Yesterday, I took my first step on this road. I tried to stay up all day. I fixed my bowl of Cheerios. I did the dishes. I made the bed. It took four hours. I can go for a little bit, but then must stop. Just stop, right in the middle. I didn’t make it up the whole day.
My doctor has asked me to get an antibodies test, for my peace of mind, for my husband’s, for his own. Weeks ago I was desperate to know if I had Covid. Now I don’t care. I know what I know. But tomorrow morning I’ll make the effort to put on “real” clothes, get in the car, go to the lab. My husband and I will stop at McDonald’s for breakfast. I’ll order an egg biscuit, even if I can’t eat it, just to hold it in my hand.
6 thoughts on “Long Road of a Long-hauler”

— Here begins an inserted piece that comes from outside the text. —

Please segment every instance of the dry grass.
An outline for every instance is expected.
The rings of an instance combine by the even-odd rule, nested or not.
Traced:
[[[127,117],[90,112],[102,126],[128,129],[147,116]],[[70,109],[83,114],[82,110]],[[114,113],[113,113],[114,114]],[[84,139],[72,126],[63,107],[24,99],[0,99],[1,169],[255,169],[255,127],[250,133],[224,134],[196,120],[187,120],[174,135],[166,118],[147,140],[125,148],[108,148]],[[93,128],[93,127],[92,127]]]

So hard. Sending support. Hope you take a turn for the better.
Frieda: Thanks for reading. And thanks for your support. I write to let others know how strange this disease is, that it doesn’t necessarily follow the CDC guidelines, and that doctors need to listen to their patients. Mine does, but he’s one in a million.
You know you have my heartfelt understanding, Candice. It’s awful to feel like there’s no one who can make things better and it is taking soooo loooong. Everything about this disease is unfair but you long-haulers are battling so much all at once. Keep us informed, even if the progress is small. We DO care.
Vicki: I went to get my antibodies test today. While we were out, we went to Lowe’s to get bird seed. You wouldn’t believe how slow I walk, but it felt good to be out of the house. And then FIVE men in camou breeze in without masks! I couldn’t move any faster, but I yelled, “Hey! Where are your damn masks!” My husband was horrified. I didn’t give a rip. I asked a clerk why no one stopped them. “We’re not allowed to.” Then why do we have a state-mandated mask ruling if the stores ignore it? When we got out to the car, I saw two more men come out: one with a mask, the younger without. I was so ANGRY. Their attitude says, I don’t care about you. You got sick? Tough.
Hey Candice! I just read your update.
I’m so sorry you’re going through this.
Yes, this is very real, though you don’t need me to say that.
My state worked hard to get down to zero cases. But we’re still on tenterhooks every time there’s a flare up in another state.
I wish I could do something that was helpful.
Candice, I’m just reading this, and I’m so sorry. I hope by now you’re feeling better. Sending Xs and Os.